ATLANTA – Delta Air Lines is stuck in the middle of a scrap between China and Taiwan, just as the carrier expands in the lucrative region.
China has demanded that airlines stop referring to Taiwan as a country on their websites, and pinpointed Atlanta-based Delta as one of four airlines that was “incomplete” in making changes by China’s deadline last week.
The war over words highlights the challenges U.S. companies with a global presence face in navigating politics overseas. What otherwise might be a minor dispute over semantics takes on significant weight for businesses that want to avoid making enemies in fertile international markets.
Last week’s development also reflects an “increasing willingness by countries to use economic punishment to get their way politically,” said Penelope Prime, a professor at Georgia State University and founding director of the China Research Center.
Delta, as a company that operates internationally, is “affected by these types of geopolitical perspectives. It certainly adds risks to their international operations,” Prime said.
It’s yet to be seen what the potential consequences could be if China ultimately disagrees with how U.S. airlines list Taiwan on their websites.
Prime said there’s a chance if airlines don’t do “exactly what China wants, that they will say you can’t fly into China anymore. That would be extreme, but it’s certainly possible.”
If that happened, it would cut off one of the most critical markets for Delta’s future growth.
In January, China flexed its political muscle and ordered Marriott to shut down its mainland China website and app for a week after the hotel chain sent a customer survey including Taiwan, Tibet and Hong Kong in a list of countries.
Last week, the Civil Aviation Administration of China said 40 of 44 foreign airlines had “rectified” the matter, and called out United, American, Delta and Hawaiian airlines for “incomplete” progress.
Delta officials said the airline and other U.S. carriers are “in the process of implementing website changes in response to the Civil Aviation Administration of China’s request, and we will remain in close consultation with the U.S. Government throughout this process.”
‘Trying to finesse it’
The conflict comes as Delta restarts its Atlanta-Shanghai route, increasing its presence in China.
China, one of the largest economies in the world, is a key market for Delta’s future growth.

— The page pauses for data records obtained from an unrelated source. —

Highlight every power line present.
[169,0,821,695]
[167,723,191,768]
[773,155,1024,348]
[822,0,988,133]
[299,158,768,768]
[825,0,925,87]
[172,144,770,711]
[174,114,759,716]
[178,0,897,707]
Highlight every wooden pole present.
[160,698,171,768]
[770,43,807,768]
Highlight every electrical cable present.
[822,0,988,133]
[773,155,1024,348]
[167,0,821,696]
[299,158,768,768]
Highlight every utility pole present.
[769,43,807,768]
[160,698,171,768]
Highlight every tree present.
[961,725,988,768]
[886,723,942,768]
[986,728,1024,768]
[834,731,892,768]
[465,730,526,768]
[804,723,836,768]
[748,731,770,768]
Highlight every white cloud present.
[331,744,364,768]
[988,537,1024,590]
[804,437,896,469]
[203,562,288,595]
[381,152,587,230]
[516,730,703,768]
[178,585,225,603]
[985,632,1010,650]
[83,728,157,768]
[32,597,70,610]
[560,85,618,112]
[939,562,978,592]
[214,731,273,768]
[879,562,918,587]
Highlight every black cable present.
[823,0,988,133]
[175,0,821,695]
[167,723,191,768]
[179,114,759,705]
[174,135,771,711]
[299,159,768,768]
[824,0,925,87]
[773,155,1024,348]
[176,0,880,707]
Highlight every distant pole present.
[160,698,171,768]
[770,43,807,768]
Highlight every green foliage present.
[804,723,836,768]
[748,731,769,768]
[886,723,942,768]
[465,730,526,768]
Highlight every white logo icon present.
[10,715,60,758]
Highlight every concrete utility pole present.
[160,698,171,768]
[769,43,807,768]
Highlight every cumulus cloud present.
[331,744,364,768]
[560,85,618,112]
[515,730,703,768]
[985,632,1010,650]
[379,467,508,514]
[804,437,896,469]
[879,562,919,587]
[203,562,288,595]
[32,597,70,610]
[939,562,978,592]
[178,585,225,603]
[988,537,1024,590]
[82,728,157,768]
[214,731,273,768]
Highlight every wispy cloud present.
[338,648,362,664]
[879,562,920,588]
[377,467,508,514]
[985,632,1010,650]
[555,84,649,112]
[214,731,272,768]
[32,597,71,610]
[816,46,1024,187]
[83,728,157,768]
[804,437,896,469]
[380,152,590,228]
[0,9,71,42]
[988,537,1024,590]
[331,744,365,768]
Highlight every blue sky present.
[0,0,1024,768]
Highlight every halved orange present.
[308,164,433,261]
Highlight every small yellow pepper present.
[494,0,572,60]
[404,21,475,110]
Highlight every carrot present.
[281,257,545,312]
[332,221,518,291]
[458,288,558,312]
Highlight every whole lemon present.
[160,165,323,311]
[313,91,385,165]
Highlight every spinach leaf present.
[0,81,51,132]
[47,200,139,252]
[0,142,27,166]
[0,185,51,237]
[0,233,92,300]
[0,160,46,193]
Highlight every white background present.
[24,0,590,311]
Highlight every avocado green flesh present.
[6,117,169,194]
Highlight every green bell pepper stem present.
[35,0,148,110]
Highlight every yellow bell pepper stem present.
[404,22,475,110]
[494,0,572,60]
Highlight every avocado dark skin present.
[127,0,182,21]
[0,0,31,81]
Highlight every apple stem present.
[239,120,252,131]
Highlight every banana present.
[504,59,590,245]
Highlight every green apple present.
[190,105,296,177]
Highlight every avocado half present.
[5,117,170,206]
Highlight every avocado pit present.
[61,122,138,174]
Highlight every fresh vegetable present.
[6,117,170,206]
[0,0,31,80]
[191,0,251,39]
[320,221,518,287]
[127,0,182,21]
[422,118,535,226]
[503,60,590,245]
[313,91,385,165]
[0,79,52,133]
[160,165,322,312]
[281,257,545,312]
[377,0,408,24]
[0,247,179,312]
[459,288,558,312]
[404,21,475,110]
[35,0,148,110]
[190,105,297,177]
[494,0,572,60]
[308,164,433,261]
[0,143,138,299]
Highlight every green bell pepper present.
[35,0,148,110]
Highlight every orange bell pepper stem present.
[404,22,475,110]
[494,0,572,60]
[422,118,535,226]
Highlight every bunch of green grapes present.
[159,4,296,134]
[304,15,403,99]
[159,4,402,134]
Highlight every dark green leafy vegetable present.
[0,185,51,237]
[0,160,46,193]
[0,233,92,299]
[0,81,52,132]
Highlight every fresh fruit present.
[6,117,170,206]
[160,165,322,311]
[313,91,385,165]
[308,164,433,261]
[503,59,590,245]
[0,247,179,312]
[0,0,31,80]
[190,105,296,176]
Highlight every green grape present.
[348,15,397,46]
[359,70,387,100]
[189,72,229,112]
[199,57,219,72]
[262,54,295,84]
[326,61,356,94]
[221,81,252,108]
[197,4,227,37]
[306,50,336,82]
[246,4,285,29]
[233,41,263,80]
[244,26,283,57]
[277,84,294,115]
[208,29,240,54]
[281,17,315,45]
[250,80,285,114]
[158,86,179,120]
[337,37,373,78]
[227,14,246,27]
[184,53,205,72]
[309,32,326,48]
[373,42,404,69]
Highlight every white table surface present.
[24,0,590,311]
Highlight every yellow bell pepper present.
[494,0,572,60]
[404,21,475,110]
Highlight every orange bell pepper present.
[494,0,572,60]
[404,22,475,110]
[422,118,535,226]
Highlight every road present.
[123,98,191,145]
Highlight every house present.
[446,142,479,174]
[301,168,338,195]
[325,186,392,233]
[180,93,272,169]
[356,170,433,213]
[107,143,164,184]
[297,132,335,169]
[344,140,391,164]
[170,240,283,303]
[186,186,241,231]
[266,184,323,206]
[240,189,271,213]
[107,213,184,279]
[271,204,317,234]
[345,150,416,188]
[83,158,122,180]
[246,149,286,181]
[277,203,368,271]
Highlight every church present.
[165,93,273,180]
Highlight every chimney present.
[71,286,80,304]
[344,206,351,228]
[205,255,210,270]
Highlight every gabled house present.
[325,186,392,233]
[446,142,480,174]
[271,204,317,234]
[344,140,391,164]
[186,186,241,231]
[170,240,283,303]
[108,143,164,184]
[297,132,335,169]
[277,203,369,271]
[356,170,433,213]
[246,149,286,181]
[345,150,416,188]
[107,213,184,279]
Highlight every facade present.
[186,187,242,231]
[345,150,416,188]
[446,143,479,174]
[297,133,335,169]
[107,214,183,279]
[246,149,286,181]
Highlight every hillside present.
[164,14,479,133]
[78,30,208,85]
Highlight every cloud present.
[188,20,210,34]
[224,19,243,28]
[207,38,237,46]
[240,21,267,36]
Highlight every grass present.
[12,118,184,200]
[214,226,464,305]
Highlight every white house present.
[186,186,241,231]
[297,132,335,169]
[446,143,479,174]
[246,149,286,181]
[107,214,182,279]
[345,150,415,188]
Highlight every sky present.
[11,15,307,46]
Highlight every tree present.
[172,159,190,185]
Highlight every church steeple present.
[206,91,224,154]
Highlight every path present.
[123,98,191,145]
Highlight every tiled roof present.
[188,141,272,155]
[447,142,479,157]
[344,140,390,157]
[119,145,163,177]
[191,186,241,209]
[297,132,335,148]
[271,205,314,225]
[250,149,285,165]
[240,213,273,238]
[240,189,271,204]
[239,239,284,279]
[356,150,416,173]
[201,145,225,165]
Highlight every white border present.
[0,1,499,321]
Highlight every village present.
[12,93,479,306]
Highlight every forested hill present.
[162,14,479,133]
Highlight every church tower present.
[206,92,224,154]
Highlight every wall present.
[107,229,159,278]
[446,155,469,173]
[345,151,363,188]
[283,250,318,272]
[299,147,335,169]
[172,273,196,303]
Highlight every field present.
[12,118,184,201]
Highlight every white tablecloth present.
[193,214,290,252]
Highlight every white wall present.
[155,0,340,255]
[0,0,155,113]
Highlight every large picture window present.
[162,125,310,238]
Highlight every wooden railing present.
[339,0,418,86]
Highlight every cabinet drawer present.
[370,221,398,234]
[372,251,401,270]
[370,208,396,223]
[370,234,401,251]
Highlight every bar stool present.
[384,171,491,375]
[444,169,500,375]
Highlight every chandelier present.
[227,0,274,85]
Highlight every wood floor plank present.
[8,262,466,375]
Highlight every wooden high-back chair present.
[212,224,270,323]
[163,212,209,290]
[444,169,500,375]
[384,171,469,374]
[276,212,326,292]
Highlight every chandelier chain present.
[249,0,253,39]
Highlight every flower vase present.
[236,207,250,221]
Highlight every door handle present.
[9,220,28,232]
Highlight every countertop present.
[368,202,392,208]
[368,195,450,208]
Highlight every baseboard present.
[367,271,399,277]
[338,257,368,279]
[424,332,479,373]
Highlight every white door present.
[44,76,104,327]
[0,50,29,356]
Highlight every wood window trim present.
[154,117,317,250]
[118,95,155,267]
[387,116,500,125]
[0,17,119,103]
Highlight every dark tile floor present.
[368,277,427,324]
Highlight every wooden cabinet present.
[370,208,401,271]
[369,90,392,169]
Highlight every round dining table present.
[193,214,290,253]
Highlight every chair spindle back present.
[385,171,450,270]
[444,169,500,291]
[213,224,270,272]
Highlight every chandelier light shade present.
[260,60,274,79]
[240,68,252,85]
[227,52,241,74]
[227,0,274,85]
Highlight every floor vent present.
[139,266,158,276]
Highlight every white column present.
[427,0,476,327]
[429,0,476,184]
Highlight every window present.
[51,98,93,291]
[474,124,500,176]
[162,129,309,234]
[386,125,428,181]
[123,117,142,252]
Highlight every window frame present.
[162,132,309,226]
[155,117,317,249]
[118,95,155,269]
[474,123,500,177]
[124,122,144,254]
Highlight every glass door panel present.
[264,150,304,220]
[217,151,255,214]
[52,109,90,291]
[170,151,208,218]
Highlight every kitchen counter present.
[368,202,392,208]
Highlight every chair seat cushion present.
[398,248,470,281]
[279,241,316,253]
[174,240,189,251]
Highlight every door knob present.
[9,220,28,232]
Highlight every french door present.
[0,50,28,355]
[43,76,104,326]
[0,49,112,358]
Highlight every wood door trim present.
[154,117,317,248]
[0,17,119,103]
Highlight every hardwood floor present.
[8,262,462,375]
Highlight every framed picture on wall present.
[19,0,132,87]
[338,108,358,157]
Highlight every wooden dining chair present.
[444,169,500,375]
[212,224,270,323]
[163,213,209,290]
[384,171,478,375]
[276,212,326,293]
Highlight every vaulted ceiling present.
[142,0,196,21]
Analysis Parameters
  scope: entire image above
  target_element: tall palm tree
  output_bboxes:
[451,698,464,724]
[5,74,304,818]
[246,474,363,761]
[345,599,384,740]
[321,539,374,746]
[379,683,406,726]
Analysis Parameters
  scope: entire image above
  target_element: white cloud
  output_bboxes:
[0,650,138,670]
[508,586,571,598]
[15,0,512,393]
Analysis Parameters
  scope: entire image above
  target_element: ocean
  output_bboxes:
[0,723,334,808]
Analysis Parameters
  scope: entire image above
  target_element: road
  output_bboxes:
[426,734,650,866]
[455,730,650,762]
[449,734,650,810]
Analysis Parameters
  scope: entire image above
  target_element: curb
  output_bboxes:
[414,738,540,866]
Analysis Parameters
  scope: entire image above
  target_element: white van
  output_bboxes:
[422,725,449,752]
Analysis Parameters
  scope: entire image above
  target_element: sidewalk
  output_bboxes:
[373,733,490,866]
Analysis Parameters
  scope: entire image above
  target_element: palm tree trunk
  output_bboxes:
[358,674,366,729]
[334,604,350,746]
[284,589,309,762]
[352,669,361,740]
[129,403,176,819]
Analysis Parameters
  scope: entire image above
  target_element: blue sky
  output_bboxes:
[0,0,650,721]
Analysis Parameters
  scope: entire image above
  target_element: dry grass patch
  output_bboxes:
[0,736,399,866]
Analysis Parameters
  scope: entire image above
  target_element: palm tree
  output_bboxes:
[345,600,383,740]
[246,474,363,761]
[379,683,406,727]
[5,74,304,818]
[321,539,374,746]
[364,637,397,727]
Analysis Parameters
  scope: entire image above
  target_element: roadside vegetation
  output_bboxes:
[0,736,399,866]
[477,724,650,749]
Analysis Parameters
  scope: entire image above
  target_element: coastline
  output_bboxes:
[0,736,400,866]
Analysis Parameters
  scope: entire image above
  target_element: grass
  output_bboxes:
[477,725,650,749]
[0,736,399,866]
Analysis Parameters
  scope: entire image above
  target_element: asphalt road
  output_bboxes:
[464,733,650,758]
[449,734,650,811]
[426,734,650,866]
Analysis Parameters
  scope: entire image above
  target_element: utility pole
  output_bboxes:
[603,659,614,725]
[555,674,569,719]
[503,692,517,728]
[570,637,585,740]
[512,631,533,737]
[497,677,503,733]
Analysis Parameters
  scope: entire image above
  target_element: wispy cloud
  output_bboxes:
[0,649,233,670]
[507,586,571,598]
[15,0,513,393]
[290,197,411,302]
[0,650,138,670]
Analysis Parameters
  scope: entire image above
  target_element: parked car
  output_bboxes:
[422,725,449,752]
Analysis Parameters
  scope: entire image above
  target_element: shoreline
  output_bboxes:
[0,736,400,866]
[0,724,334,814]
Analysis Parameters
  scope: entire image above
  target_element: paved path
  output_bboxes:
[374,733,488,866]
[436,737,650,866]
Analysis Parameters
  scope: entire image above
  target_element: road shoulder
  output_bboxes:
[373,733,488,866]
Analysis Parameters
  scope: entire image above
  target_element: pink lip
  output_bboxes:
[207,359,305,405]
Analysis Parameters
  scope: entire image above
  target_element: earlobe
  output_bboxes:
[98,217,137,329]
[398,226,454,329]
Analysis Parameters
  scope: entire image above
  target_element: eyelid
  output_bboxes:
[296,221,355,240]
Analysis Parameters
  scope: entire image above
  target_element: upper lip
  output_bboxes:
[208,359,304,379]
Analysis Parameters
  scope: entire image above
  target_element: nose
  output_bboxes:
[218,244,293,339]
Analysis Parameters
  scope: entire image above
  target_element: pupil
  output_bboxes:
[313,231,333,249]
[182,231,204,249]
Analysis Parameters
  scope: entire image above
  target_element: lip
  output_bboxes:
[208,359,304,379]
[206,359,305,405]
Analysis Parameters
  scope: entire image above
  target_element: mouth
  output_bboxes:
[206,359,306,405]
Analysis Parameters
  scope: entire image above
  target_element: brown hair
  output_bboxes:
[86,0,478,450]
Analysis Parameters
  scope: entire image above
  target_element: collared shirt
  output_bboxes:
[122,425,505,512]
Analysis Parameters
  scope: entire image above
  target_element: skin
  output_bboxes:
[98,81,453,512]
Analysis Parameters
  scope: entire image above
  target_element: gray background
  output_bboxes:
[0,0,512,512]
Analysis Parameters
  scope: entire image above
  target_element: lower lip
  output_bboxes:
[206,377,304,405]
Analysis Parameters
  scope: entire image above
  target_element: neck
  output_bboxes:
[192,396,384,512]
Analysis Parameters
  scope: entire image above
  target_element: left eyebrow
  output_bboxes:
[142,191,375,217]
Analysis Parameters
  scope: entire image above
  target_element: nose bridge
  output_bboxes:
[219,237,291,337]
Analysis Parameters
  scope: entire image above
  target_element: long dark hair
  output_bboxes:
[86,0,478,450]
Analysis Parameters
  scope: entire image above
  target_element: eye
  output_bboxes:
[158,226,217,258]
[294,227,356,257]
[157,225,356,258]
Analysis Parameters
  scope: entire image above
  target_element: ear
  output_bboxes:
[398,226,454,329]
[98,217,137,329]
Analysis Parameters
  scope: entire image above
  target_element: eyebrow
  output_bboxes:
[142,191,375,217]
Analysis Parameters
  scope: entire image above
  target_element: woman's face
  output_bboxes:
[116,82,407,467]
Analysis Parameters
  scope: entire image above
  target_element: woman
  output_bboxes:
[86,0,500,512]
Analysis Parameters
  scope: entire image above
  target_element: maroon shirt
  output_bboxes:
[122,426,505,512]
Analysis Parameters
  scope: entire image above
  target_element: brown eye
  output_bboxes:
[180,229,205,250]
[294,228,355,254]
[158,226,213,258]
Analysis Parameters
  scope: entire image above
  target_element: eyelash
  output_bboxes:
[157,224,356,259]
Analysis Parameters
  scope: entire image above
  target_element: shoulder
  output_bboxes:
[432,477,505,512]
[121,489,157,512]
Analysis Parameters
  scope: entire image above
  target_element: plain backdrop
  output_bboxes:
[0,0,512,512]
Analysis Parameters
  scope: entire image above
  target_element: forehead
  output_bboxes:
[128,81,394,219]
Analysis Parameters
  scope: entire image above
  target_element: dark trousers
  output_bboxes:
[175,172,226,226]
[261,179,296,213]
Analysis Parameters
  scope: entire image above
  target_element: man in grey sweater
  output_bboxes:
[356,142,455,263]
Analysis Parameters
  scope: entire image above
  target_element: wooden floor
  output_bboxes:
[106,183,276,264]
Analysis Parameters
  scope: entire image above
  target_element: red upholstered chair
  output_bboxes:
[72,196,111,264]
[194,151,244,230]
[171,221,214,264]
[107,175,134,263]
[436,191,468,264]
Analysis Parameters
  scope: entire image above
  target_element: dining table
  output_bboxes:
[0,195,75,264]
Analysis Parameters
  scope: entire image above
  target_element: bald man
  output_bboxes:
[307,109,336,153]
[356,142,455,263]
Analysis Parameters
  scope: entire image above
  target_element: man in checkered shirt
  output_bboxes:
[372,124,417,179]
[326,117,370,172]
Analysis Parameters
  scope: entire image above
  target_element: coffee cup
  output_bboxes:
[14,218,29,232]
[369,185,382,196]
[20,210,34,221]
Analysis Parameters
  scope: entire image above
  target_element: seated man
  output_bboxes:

Delta discontinued service to Taiwan last year, but flies to Beijing, Shanghai and Hong Kong from U.S. hubs.
By the Wednesday deadline, Delta had changed the way it listed Taipei, Hong Kong and Macau, as well as Beijing, Shanghai and other cities in China — using only the city name and no country in its website booking engine.
“Clearly they’re trying to finesse it,” said Charles Shapiro, president of the World Affairs Council of Atlanta.
A Delta web page on destinations in the Asia Pacific region takes a similar tack, listing cities and countries like “Bangkok, Thailand” and “Osaka, Japan,” but only city names “Beijing,” “Hong Kong” and “Shanghai.”
Yet even after the deadline, Delta’s downloadable Asia route map and interactive route map identified countries including “China” — with “Taiwan” also identified. Another Delta web page lists Asia “Countries/Regions” as “China; Japan; Guam; Hong Kong; Palau; Saipan; Singapore; South Korea; Taiwan; Thailand.”
President Donald Trump has indicated a more open attitude toward Taiwan than past U.S. presidents since shortly after he won the election, when he accepted a congratulatory call from Taiwan’s president.
It was the first such communication between the two countries’ leaders since 1979, when the United States established diplomatic ties with China and cut official ties with Taiwan, which China considers to be a breakaway province.
The issue over how Taiwan is portrayed on airline websites has been brewing since earlier this year. In January, the Civil Aviation Administration of China called for a correction and public apology from Delta for listing Taiwan and Tibet as countries on its website.
The airline issued a statement saying: “Delta recognizes the seriousness of this issue and we took immediate steps to resolve it. It was an inadvertent error with no business or political intention, and we apologize deeply for the mistake.”
For Delta, Shapiro said, “It’s a business decision.”
Delta faced backlash from Taiwan. Vincent Liu, director general of the Taipei Economic and Cultural Office in Atlanta, said he also discussed his concerns with Delta and believes information provided to passengers should be “accurate” and “non-biased.”
“We are a democratic country. I just don’t know how anyone can apologize,” Liu said. “We are not in any position to teach any company what to do, how to run their business. But we do have a position to tell everybody who we are and how we are named. And we don’t need anybody to teach us how to name ourselves.”
From Delta’s point of view, Prime said, “China is a big elephant in the room, and Taiwan is an important piece of the economy, but really has very little voice in the international arena.”
China recently “has become more active, more assertive internationally on the political scene,” she said. “So this is just a very small example.”